100 years of women in FE and skills. A fairer future with further education at its heart

05th March 2018

In the third of our series of posts on the women who shaped further education - marking 100 years of women's suffrage - we assess the contribution of trade unionist and equalities campaigner Baroness Margaret Prosser

Margaret Prosser was born in 1937 into a working class family in Tooting, London. Her father was a builder and her mother a housewife. Like many working class children of the time, she left education aged 15, and married young. It was as a working mum that she became engaged in politics and equality issues, becoming active in local campaigning when her husband became paralysed through illness in 1966, at the age of 29. It led to her involvement in the trades union movement and national politics. What happened to her husband opened her eyes to the ways in which politics affects people’s lives, and much of her early campaigning was about disability rights.

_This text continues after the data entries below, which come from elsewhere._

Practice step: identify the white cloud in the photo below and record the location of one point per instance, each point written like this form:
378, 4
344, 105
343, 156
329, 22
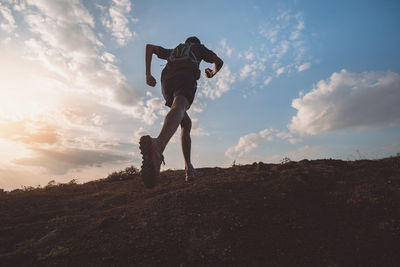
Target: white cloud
218, 85
149, 110
304, 67
280, 71
267, 81
245, 71
283, 50
251, 69
7, 22
117, 21
225, 48
305, 152
251, 141
348, 100
139, 133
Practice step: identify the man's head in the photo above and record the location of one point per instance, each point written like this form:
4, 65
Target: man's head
193, 40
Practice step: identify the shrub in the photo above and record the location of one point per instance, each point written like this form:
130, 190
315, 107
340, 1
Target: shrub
126, 174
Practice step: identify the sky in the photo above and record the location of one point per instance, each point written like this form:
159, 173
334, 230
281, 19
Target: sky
301, 79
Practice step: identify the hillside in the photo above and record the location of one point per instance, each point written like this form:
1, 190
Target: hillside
307, 213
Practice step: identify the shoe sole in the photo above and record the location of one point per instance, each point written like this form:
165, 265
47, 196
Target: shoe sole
147, 171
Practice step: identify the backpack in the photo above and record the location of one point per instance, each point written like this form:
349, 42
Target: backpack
182, 57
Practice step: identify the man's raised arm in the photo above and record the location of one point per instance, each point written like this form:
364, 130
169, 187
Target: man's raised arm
150, 50
218, 63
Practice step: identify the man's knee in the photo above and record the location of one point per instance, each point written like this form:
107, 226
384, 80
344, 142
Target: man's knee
180, 102
186, 123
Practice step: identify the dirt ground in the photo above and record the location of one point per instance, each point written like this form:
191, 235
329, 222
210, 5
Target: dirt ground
307, 213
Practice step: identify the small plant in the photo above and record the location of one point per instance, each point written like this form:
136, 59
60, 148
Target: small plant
51, 184
54, 252
73, 181
285, 160
126, 174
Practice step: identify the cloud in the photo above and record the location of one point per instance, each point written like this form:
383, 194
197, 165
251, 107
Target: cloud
251, 141
117, 19
196, 129
283, 49
305, 152
149, 110
139, 133
225, 49
251, 69
59, 162
304, 67
267, 81
218, 85
348, 100
280, 71
7, 21
63, 40
28, 132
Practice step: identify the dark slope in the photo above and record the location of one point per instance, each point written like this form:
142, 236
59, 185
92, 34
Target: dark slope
308, 213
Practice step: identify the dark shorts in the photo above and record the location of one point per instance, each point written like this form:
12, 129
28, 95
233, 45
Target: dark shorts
184, 85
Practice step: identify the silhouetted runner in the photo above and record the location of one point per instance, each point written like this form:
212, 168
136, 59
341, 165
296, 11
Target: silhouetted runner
178, 84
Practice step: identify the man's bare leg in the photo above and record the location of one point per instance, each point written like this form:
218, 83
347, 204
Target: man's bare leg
186, 141
173, 119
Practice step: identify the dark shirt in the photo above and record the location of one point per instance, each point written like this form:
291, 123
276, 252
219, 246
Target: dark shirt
201, 53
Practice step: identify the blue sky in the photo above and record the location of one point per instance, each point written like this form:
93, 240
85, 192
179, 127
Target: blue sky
302, 79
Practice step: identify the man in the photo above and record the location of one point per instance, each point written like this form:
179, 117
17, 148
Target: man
179, 84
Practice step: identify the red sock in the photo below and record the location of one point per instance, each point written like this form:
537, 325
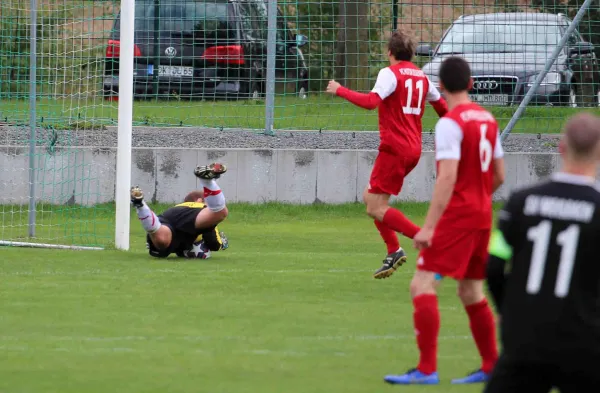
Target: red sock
483, 328
389, 236
426, 318
397, 221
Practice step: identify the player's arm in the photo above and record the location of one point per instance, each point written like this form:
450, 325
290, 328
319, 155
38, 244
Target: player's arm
215, 240
436, 100
385, 85
448, 138
498, 164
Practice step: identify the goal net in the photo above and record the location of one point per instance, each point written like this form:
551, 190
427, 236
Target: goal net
54, 187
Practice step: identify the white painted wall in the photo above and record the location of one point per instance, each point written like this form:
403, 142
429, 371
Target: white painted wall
294, 176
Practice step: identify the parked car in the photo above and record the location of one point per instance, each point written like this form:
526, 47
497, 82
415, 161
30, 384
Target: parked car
205, 49
507, 51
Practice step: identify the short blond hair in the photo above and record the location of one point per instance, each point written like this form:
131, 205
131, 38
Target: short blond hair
402, 45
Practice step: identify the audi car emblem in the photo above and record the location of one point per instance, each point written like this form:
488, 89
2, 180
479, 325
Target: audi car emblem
487, 85
170, 51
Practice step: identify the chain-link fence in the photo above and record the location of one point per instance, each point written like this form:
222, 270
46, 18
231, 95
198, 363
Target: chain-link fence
203, 63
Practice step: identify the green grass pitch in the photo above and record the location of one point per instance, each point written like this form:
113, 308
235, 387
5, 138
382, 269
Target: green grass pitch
290, 307
314, 113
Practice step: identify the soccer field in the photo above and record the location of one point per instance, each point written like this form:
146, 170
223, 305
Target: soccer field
291, 306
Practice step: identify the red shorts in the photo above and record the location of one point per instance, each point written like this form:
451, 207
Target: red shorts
457, 253
389, 172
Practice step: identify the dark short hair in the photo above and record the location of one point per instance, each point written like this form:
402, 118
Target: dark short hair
582, 135
455, 74
194, 196
402, 46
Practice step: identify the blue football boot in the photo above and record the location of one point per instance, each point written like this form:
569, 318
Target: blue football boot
413, 377
475, 377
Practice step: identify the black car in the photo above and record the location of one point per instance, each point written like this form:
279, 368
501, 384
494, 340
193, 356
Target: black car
205, 49
507, 51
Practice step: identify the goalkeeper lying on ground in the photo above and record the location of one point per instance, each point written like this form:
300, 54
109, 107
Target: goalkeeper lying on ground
188, 229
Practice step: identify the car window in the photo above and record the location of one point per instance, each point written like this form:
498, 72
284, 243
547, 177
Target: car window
262, 19
246, 16
198, 19
500, 37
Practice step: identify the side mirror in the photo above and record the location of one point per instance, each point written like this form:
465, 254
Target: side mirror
424, 50
301, 40
581, 48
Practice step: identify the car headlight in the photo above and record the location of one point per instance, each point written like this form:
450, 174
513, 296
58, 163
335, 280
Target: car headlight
551, 78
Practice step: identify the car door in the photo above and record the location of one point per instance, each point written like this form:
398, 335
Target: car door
584, 66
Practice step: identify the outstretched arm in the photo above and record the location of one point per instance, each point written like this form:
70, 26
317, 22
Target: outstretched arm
384, 87
368, 101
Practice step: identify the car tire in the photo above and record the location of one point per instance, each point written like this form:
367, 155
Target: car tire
572, 98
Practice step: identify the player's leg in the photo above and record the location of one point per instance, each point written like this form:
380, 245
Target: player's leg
481, 318
213, 195
426, 319
159, 234
386, 179
509, 377
448, 256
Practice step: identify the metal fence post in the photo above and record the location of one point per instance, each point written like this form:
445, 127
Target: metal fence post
32, 113
270, 85
538, 80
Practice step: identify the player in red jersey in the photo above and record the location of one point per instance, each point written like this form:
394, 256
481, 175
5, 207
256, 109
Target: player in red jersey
454, 238
400, 93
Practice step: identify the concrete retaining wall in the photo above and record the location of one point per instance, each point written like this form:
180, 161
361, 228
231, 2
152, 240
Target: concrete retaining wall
87, 175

In 1971, Prosser joined the Labour Party. She began studying as a mature student at North East London Polytechnic in the 1970s, emerging in 1977 with a Postgraduate Diploma in Advice and Information Studies and a strong sense of the value of further education and training for women, at every stage of their lives.

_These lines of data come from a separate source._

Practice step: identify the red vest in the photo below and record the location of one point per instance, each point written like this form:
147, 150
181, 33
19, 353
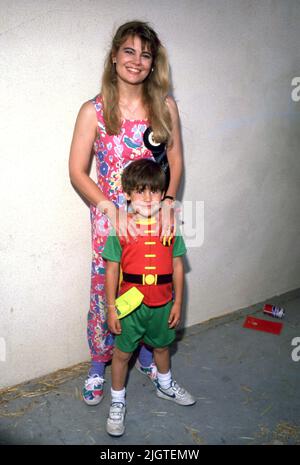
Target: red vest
148, 257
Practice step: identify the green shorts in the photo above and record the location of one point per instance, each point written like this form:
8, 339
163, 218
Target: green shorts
147, 324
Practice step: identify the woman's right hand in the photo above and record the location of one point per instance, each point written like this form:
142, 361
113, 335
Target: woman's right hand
123, 223
113, 322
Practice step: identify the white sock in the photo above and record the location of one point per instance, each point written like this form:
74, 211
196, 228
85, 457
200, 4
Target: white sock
164, 379
118, 396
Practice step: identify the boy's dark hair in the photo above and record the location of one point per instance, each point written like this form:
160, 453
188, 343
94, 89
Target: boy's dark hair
142, 174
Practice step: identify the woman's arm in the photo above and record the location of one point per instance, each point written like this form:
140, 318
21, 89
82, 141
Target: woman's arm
80, 156
174, 151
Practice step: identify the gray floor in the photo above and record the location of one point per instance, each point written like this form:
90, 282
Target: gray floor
246, 384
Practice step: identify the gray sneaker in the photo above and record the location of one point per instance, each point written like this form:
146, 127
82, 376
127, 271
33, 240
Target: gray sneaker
115, 425
175, 393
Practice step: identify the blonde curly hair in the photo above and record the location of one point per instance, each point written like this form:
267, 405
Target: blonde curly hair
156, 86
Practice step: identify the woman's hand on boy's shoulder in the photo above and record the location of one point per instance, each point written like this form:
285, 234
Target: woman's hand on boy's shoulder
113, 322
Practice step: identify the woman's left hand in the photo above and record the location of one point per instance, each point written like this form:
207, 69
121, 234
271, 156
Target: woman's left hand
168, 228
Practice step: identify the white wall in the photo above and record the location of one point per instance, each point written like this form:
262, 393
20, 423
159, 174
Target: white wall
232, 65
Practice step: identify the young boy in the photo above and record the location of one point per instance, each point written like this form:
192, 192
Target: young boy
153, 267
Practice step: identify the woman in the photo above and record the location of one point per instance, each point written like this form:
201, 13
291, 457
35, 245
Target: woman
134, 95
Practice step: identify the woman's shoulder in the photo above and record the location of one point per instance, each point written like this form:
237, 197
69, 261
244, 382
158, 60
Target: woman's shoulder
87, 112
173, 108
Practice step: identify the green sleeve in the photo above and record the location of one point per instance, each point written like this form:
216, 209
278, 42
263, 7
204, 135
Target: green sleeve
179, 247
112, 250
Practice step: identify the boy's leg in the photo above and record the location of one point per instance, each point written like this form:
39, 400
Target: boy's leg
162, 359
119, 368
115, 423
167, 388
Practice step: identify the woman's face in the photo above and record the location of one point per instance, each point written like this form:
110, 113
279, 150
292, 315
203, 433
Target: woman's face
133, 63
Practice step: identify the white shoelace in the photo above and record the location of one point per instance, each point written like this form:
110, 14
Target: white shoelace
93, 381
115, 412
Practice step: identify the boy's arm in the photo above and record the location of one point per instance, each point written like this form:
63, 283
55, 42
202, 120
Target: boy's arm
111, 286
178, 281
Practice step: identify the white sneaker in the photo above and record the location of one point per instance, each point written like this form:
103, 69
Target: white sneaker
176, 394
115, 425
92, 392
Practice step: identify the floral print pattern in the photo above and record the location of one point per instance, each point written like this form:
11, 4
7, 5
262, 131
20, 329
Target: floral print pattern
112, 154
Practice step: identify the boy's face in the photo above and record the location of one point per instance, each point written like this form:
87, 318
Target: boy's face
146, 203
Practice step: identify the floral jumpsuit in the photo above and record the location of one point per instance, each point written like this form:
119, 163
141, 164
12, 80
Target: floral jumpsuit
112, 154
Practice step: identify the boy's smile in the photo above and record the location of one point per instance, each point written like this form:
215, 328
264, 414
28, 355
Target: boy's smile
145, 203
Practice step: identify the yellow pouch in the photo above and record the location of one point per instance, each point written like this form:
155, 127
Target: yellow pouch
128, 302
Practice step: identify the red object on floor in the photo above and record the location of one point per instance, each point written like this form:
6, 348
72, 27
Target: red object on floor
263, 325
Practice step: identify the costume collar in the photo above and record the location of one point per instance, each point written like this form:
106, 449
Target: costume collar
146, 221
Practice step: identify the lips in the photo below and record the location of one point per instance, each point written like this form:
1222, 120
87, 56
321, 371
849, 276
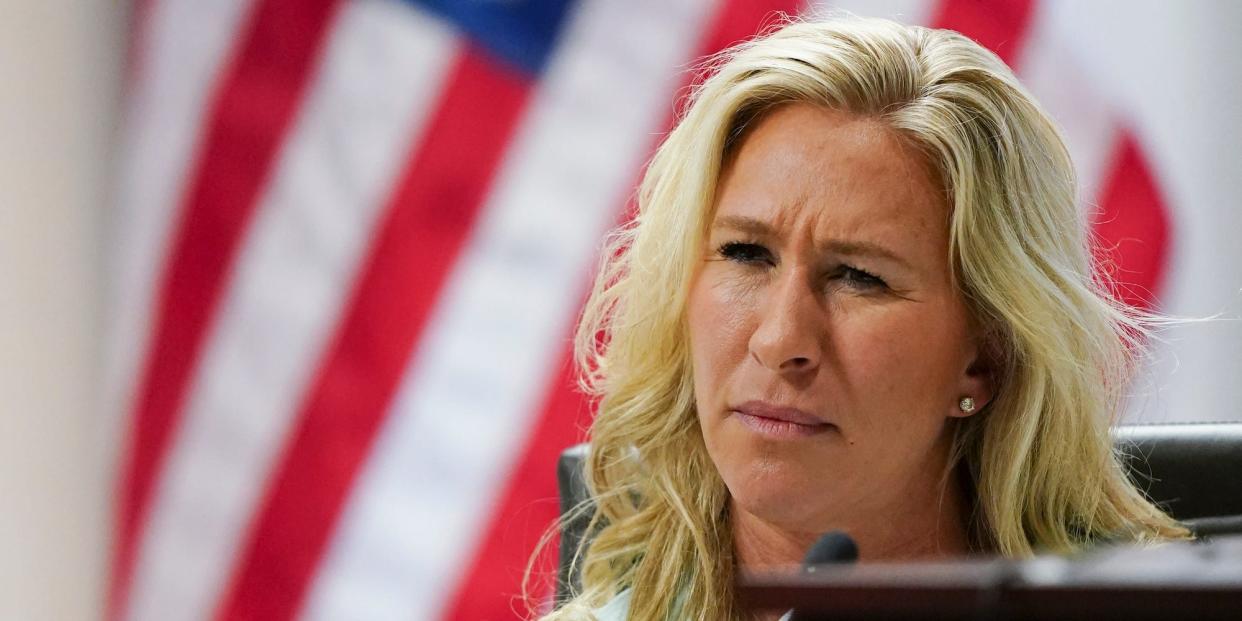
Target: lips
779, 421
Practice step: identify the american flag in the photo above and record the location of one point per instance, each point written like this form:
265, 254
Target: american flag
350, 240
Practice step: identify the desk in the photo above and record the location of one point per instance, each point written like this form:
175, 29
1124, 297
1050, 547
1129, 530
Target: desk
1199, 580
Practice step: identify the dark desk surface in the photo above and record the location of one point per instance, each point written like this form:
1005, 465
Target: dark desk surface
1191, 580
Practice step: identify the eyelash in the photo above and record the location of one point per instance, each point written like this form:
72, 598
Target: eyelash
754, 253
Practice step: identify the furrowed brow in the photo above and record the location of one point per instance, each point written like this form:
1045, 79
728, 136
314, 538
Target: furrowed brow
846, 247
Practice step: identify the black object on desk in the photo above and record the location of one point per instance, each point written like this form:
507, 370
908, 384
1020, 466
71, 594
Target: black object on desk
1173, 581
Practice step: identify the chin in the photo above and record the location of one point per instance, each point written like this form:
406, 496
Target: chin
780, 493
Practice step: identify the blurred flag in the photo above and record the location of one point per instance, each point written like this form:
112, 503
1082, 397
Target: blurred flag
350, 240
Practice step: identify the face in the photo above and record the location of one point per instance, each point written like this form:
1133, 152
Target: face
830, 345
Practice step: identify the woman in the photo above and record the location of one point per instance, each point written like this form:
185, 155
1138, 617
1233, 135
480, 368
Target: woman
857, 296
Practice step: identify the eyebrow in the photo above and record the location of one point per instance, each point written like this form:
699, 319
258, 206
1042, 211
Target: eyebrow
848, 247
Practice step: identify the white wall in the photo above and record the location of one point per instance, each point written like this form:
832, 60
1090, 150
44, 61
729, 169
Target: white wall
58, 82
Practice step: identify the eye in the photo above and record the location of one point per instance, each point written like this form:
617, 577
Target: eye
747, 252
858, 278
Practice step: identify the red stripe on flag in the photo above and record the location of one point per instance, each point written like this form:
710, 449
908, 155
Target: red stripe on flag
997, 25
427, 222
527, 504
1132, 229
253, 106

Prosser’s interest in politics continued to grow as she rose through the ranks of the male-dominated Transport and General Workers’ Union, taking a number of prominent roles before becoming Deputy General Secretary in 1998. Her experience of sexism and inequality at the front line of trade union activism and as a national organiser shaped her professional commitment to tackling inequality. A prominent advocate of equal pay at a time when the issue was considered, at best, peripheral (many were openly hostile to it), she was a member of the Equal Opportunities Commission between 1985 and 1992 and served on the Low Pay Commission between 2000 and 2005. She was President of the Trades Union Congress in 1996 and from 1996 to 2001 was Treasurer of the Labour Party.

In 2002, Prosser was appointed Chair of the Women’s National Commission and in 2004 was approached by Prime Minister Tony Blair to chair the Women and Work Commission. The commission’s aim was ‘to examine the causes of the gender pay and opportunities gap and to find practical ideas to close it within a generation’. Its report, Shaping a Fairer Future, was published in 2006. It called for action on a number of fronts to enable women to achieve their full potential and maximise their contribution to the economy and society.

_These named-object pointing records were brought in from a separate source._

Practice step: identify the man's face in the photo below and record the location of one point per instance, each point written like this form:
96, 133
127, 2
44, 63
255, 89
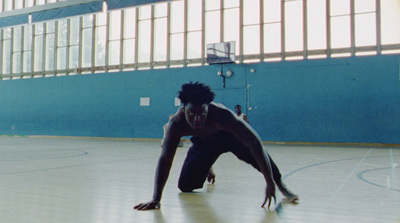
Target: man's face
196, 115
238, 109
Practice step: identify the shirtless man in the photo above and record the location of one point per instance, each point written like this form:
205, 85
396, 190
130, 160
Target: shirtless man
214, 130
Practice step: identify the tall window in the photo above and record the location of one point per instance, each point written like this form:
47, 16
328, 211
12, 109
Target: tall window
144, 36
87, 42
17, 51
129, 36
100, 40
27, 49
39, 47
177, 30
50, 46
114, 43
74, 39
62, 44
6, 47
160, 32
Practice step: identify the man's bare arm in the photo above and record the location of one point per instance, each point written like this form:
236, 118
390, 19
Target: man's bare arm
164, 165
248, 136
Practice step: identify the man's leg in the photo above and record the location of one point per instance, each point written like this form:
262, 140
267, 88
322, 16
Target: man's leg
244, 153
200, 158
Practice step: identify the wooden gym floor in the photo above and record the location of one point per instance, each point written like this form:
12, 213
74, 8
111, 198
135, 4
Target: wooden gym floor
70, 180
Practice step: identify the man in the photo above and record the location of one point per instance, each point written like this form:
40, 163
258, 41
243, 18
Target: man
214, 130
239, 113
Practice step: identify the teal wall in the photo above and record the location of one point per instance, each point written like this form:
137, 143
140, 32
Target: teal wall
349, 100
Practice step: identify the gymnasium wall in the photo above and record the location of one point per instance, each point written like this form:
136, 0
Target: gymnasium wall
346, 100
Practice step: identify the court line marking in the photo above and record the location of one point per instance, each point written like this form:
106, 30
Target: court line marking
361, 177
327, 162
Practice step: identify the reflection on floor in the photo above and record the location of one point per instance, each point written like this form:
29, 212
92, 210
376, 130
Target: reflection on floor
96, 180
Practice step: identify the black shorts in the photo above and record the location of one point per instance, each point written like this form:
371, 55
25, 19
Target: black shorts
202, 155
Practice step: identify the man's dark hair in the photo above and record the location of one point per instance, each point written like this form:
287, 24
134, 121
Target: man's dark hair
196, 93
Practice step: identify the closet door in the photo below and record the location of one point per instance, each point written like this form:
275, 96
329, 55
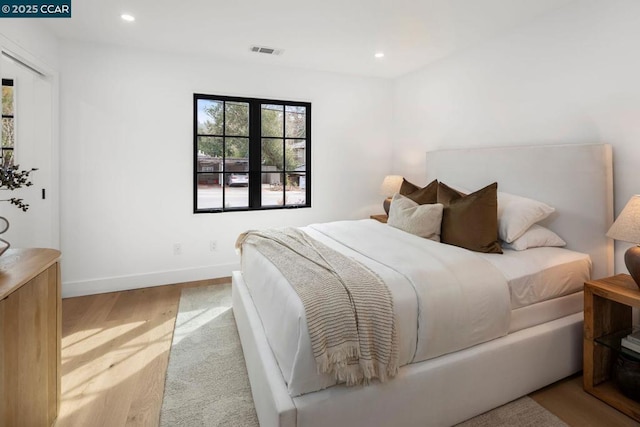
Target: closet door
31, 97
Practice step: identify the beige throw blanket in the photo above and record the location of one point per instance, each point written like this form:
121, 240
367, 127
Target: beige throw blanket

It put particular emphasis on education and the need for more and different further education provision for women. More opportunities were needed to open up male-dominated industries to girls and women, it said, with careers advice and guidance available throughout life and more education and training options for mature women wanting to change direction. The report recommended the development of comprehensive plans to tackle segregation in the workplace in different industries, careers advice that challenged gender stereotypes, a more local approach to matching skills and jobs, a more balanced approach to education with a greater emphasis on practical routes, and increased investment in training and pilot measures designed ‘to enable women to change direction, and progress in their jobs and careers, through raising their skills levels’.

The report is still acutely relevant, largely because most of the issues it raised have still to be adequately addressed. More than a decade after the report was published, men still, typically, earn eight per cent more per hour than women in the UK, education funding remains skewed in favour of academic provision, and opportunities for men and women to learn throughout life have collapsed, in both FE and HE. Successive governments have failed to live up to Prosser’s injunction to oversee the implementation of the recommendations and ‘actively monitor and chase progress in closing the gender pay gap in partnership with other players’.

In June 2004, Margaret Prosser from Tooting became Baroness Prosser of Battersea in the London Borough of Wandsworth. When her tenure as Chair of the Women’s Commission ended in 2006, she became Deputy Chair of the Commission for Equality and Human Rights, a position she held until 2012. She continues to campaign for the rights of women, in the UK and internationally.